En tant que membre actif du comité de rédaction de DB depuis 1981, Gaston Bernier a été également directeur intérimaire de la revue à deux reprises, soit en 2002 et en 2008. Quelle évolution avez-vous constatée au cours de ces trente années ?

G. B. : Le parcours de la revue s’inscrit dans le droit fil de la mission de départ et des habitudes ou des pratiques prises et établies au cours des ans. La continuité en est une marque de commerce : sa numérotation remonte à la naissance du Bulletin de lACBLF, au début des années 1950. Le format de départ n’a été modifié qu’une seule fois. Le conseil d’administration a toujours nommé les directeurs et l’Association a financé fidèlement le fonctionnement.
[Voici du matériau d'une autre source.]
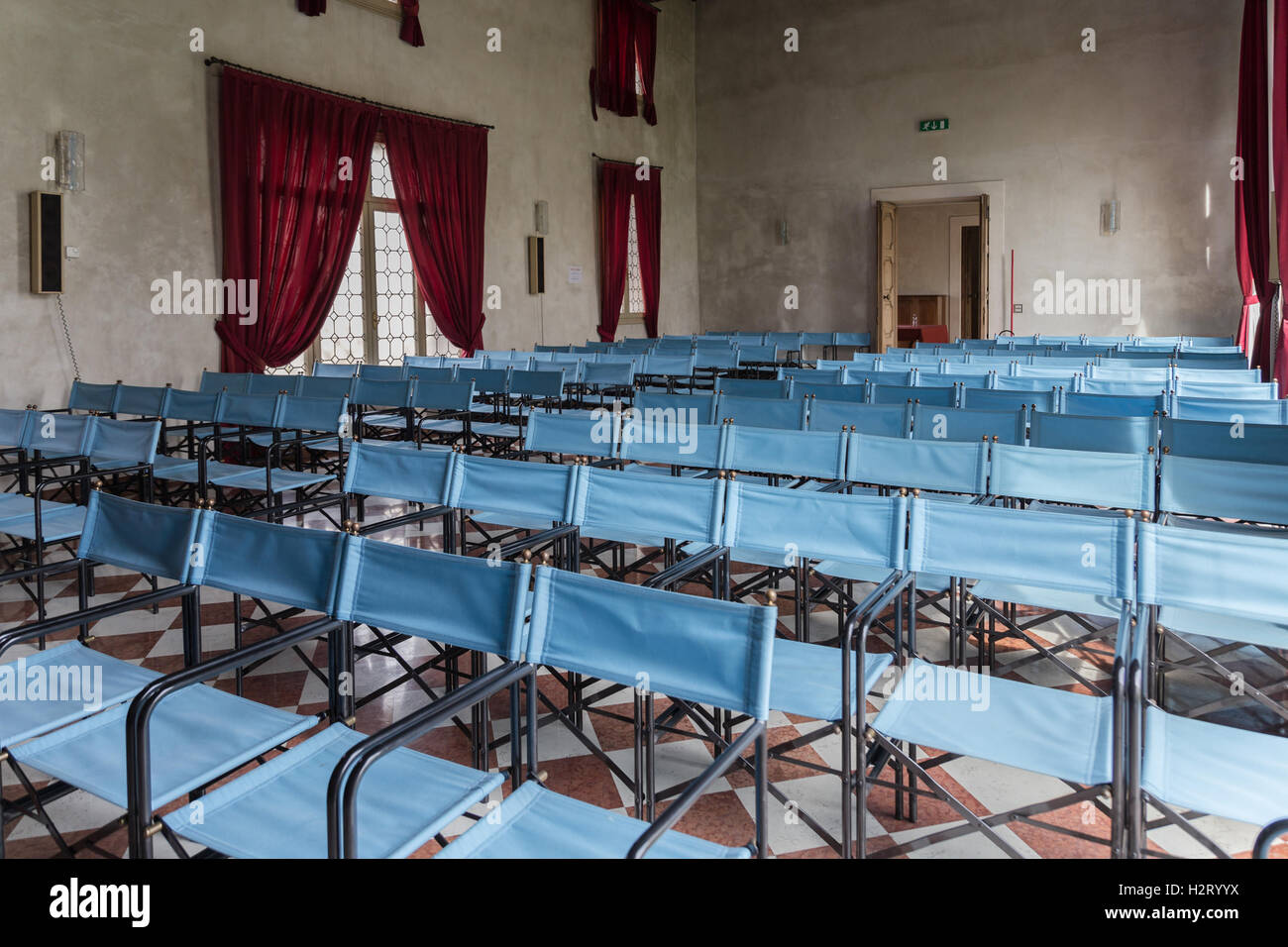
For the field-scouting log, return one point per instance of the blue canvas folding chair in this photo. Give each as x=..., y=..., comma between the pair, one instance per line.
x=697, y=652
x=1077, y=433
x=761, y=412
x=1203, y=583
x=883, y=420
x=993, y=399
x=930, y=423
x=902, y=394
x=1249, y=444
x=1231, y=411
x=1073, y=737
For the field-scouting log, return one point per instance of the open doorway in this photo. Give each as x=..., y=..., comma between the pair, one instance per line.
x=938, y=252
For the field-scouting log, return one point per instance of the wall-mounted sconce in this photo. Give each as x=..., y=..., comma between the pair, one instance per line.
x=1109, y=218
x=71, y=159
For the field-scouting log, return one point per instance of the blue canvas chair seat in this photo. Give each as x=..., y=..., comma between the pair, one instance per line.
x=278, y=809
x=197, y=735
x=805, y=680
x=535, y=822
x=1215, y=770
x=22, y=720
x=1042, y=729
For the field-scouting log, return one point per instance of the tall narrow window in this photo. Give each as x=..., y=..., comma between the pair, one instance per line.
x=378, y=315
x=632, y=300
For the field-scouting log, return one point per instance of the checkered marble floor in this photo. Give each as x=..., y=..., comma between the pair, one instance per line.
x=725, y=812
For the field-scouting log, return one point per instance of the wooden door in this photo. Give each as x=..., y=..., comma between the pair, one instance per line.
x=887, y=277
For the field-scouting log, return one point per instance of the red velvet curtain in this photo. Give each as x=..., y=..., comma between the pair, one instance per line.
x=612, y=77
x=1279, y=103
x=645, y=48
x=288, y=215
x=410, y=31
x=616, y=184
x=648, y=230
x=439, y=171
x=1252, y=193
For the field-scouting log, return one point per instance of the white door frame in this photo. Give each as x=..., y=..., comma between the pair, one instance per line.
x=999, y=294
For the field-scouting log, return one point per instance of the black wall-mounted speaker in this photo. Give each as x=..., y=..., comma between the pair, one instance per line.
x=536, y=265
x=47, y=243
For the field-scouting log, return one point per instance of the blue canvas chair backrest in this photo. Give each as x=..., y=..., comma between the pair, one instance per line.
x=880, y=377
x=855, y=394
x=1224, y=573
x=133, y=442
x=702, y=407
x=683, y=646
x=883, y=420
x=754, y=388
x=1231, y=410
x=603, y=373
x=322, y=386
x=1009, y=382
x=93, y=397
x=576, y=434
x=432, y=376
x=649, y=441
x=952, y=467
x=273, y=384
x=678, y=367
x=857, y=528
x=252, y=410
x=1072, y=552
x=376, y=470
x=1231, y=390
x=756, y=354
x=619, y=504
x=382, y=372
x=831, y=376
x=335, y=369
x=855, y=339
x=327, y=415
x=194, y=406
x=142, y=401
x=378, y=393
x=215, y=381
x=761, y=412
x=930, y=423
x=286, y=565
x=443, y=395
x=1086, y=478
x=59, y=434
x=485, y=380
x=1228, y=488
x=993, y=399
x=897, y=394
x=1083, y=433
x=1115, y=405
x=1159, y=377
x=818, y=454
x=138, y=536
x=13, y=427
x=1227, y=440
x=1224, y=375
x=513, y=488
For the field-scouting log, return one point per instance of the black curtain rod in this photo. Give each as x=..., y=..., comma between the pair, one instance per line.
x=215, y=60
x=614, y=161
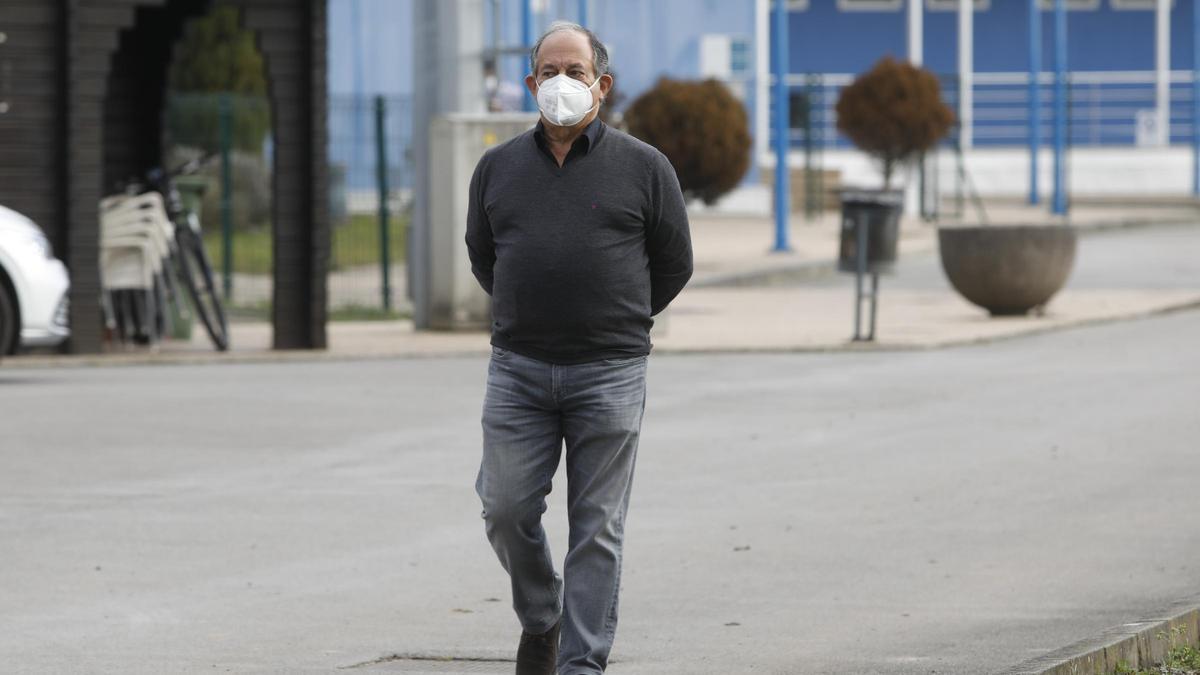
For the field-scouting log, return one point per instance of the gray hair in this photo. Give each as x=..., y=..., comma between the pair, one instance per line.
x=599, y=52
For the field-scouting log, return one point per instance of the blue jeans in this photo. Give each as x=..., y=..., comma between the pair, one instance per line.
x=529, y=410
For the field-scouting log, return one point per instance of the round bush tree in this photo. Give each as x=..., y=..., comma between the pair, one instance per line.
x=701, y=127
x=894, y=112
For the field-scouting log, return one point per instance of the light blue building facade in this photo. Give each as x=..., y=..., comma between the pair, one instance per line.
x=1123, y=88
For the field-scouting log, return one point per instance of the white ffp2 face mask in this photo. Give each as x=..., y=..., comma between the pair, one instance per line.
x=564, y=100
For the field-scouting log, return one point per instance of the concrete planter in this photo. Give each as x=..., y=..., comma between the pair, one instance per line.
x=1008, y=269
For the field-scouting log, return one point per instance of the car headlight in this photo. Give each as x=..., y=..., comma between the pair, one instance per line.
x=40, y=243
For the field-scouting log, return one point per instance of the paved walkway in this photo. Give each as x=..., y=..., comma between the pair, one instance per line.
x=747, y=298
x=907, y=513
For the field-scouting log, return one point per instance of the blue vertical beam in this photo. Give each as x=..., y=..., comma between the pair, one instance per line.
x=1195, y=97
x=783, y=185
x=527, y=41
x=1060, y=107
x=1035, y=96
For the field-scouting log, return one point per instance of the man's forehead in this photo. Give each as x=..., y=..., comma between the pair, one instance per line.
x=565, y=48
La continuité de la revue a été rendue possible grâce à des décisions s’emboîtant les unes aux autres, par des ajustements ou des compromis souvent imperceptibles après coup. De fait, la revue prenait l’air du temps sans l’annoncer, évoluait au rythme des techniques documentaires, mettait à profit la professionnalisation des bibliothécaires et de ses lecteurs.

Les éléments de continuité entraperçus et recensés à partir du produit édité trimestriellement depuis quatre décennies seront sans doute inventoriés et analysés par des chercheurs. Pour ma part, je jetterai un coup d’oeil sur l’évolution de l’appareil de DB : ses directeurs successifs, la composition des comités de rédaction, l’origine des contributeurs et la politique éditoriale.

Les directeurs

Le directeur d’une revue scientifique est celui ou celle qui est préoccupé par l’orientation de la publication, qui recrutera les membres du comité de rédaction, qui établira des liens avec ses homologues, qui maintiendra les communications avec les administrateurs de l’Association. En somme, ses préoccupations, ses contacts quotidiens, sa vision du milieu influenceront ses choix et, inévitablement, la direction du périodique.
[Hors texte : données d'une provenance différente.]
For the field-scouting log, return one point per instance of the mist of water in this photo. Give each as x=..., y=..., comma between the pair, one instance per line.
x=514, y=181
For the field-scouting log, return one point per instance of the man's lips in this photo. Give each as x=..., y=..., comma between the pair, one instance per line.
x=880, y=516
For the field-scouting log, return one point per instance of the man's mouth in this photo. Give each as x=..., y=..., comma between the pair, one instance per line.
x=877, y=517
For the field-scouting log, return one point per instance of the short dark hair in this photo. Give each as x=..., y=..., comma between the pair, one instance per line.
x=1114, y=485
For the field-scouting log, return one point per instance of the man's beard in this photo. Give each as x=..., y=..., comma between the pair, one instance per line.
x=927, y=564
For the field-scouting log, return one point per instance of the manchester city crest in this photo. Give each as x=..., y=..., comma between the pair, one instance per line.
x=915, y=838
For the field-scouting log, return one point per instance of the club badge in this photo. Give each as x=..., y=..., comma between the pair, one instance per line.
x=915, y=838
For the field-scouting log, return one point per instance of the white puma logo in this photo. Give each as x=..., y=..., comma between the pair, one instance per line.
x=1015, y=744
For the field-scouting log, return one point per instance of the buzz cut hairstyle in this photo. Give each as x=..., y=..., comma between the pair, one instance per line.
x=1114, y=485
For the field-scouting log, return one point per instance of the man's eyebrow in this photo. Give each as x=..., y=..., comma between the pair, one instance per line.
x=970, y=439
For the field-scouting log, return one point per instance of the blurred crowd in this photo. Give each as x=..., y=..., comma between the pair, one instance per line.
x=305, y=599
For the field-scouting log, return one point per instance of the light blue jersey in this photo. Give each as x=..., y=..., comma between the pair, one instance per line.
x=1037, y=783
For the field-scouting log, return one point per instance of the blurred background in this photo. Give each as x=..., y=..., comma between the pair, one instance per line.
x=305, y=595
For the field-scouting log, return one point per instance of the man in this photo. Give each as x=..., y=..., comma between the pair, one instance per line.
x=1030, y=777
Depuis la naissance de Documentation et bibliothèques, l’ASTED a confié la direction à 13 personnes, incluant le directeur en poste depuis août 2015. Un regard rapide sur la provenance de chacun des titulaires révèle que, outre le directeur actuel, 8 d’entre eux étaient d’abord et avant tout des praticiens et quatre des chercheurs, des professeurs ou des théoriciens. On notera que 3 de ces derniers furent en fonction après 1996. Il y a là une évolution qui, sans être impérative, indique une sensibilité accrue envers la théorie et la recherche.

Les comités de rédaction

La composition du comité de rédaction, préoccupation importante des directeurs nommés par les administrateurs de l’Association, repose essentiellement sur les épaules des membres du comité lui-même. On y identifie les candidats possibles. On y évalue l’intérêt de chacun pour un tel poste et les choix y sont faits par cooptation et par consensus.

Quelles observations peut-on faire à propos de la composition du comité en 1973 et tous les dix ans par la suite?
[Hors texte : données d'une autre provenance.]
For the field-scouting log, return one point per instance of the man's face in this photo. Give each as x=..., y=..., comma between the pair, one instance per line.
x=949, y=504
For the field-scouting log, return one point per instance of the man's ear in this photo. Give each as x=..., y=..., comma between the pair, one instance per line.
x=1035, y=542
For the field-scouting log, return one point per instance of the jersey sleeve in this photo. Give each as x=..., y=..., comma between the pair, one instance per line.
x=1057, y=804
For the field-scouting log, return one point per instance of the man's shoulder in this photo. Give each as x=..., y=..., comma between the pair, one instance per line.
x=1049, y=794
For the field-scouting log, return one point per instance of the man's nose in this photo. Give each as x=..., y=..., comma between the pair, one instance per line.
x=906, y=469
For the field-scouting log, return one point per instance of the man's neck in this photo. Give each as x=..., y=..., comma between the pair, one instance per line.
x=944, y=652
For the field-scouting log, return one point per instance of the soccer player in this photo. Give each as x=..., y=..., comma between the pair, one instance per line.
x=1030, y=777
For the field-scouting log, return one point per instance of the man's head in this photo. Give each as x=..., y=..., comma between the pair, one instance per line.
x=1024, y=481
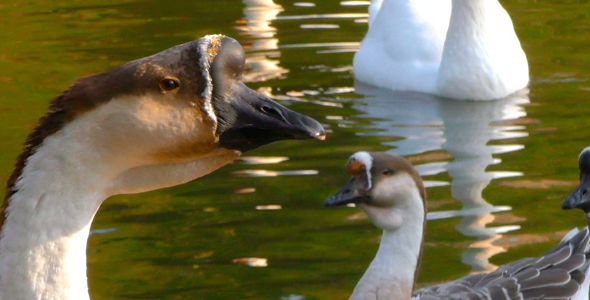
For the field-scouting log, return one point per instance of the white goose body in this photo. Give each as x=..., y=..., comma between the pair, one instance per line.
x=394, y=201
x=463, y=49
x=149, y=124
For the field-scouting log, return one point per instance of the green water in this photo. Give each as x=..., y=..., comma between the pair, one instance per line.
x=179, y=243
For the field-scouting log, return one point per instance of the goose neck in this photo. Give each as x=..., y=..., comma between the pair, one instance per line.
x=391, y=273
x=47, y=222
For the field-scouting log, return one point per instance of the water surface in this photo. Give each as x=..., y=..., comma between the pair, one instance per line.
x=497, y=171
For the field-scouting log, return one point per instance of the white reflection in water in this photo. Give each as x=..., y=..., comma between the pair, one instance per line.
x=268, y=207
x=269, y=173
x=464, y=129
x=262, y=48
x=251, y=261
x=261, y=160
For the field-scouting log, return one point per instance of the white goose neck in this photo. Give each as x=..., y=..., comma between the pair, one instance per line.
x=391, y=273
x=44, y=236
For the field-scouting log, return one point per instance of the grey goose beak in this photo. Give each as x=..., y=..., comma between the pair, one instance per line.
x=246, y=119
x=580, y=197
x=356, y=190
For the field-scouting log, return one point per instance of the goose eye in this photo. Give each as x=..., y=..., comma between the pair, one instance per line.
x=169, y=84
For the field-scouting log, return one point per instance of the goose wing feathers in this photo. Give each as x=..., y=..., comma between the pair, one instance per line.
x=558, y=274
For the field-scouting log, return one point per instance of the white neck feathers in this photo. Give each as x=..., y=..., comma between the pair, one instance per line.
x=482, y=57
x=391, y=274
x=48, y=217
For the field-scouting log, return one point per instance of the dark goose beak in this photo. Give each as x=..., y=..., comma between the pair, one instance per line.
x=246, y=119
x=356, y=190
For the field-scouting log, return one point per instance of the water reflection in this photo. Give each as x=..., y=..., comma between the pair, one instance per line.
x=261, y=44
x=426, y=123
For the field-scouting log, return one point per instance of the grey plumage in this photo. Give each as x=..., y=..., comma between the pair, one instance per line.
x=558, y=274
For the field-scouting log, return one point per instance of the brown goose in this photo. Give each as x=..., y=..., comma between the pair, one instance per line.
x=155, y=122
x=392, y=194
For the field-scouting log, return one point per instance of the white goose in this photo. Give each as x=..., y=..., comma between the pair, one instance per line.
x=155, y=122
x=463, y=49
x=392, y=194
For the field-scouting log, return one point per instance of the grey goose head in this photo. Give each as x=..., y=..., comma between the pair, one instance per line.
x=384, y=185
x=580, y=196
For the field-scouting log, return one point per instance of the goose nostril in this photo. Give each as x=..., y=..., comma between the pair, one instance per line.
x=271, y=111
Le premier comité de DB, celui en poste en 1973, comptait un scientifique, Marcel Lajeunesse, sur six membres. En 1983 et en 1993, tous les membres, sans exception, étaient ou des professionnels ou des administrateurs. Des théoriciens font partie du groupe en 2003 et en 2013 : 3 au début du siècle (France Bouthillier, Éric Leroux et James Turner) et 6 dix ans plus tard (Michèle Hudon, Nadine Desrochers, Sabine Mas, Élaine Ménard, Heather Léa Moulaison et James Turner). Alors qu’ils étaient encore minoritaires en 2003 (3 sur 10), ils sont tout juste majoritaires en 2013 (6 sur 11).

Ce n’est pas ici le lieu pour approfondir le changement et l’expliquer, mais on peut au moins noter la présence des scientifiques en plus grand nombre à côté des praticiens depuis l’année 2003, alors que les praticiens ont eu 22 représentants contre un seul théoricien en 1973, en 1983 et en 1993.

Les auteurs

La nomination des responsables de la revue et le recrutement par cooptation des membres du comité de rédaction ne mènent pas automatiquement à des changements ou à la modification de la trajectoire passée. Mais les auteurs sollicités et mis à contribution marqueront nécessairement le décor et les préoccupations de leur époque et du milieu professionnel. La réalité locale et immédiate percolera plus facilement des écrits des praticiens que de ceux des théoriciens chercheurs.

Les auteurs des articles (à l’exclusion des chroniques et des éditoriaux) publiés dans les pages du premier volume de DB (1973) furent au nombre de 36 selon un inventaire rapide. De ce nombre, 8 étaient rattachés à des établissements d’enseignement (à part égale cégeps et universités). Dix ans plus tard, 2 auteurs du même milieu et 13 praticiens contribuèrent aux quatre livraisons. La proportion reste sensiblement la même en 1993 (6 contre 25) et augmenta en 2003 (7 sur 13). Mais, en 2011, l’origine des auteurs est beaucoup plus équilibrée : 13 universitaires et 18 praticiens. En somme, les théoriciens prennent le pas et les bibliothécaires ou documentalistes proprement dits semblent prendre du recul face à l’écriture si l’on se fie aux cinq coups de sonde.

La politique éditoriale

Les auteurs sollicités et leur port d’attache constituent un indice de l’orientation de la revue. Mais celui qui en est le directeur et sa garde rapprochée sont appelés à en fixer les grandes lignes du parcours en tenant compte des tendances, des courants et de l’environnement en général. Le fait de ces derniers s’exprime dans la politique éditoriale, laquelle est habituellement modifiée à petites touches, sans périodicité déterminée.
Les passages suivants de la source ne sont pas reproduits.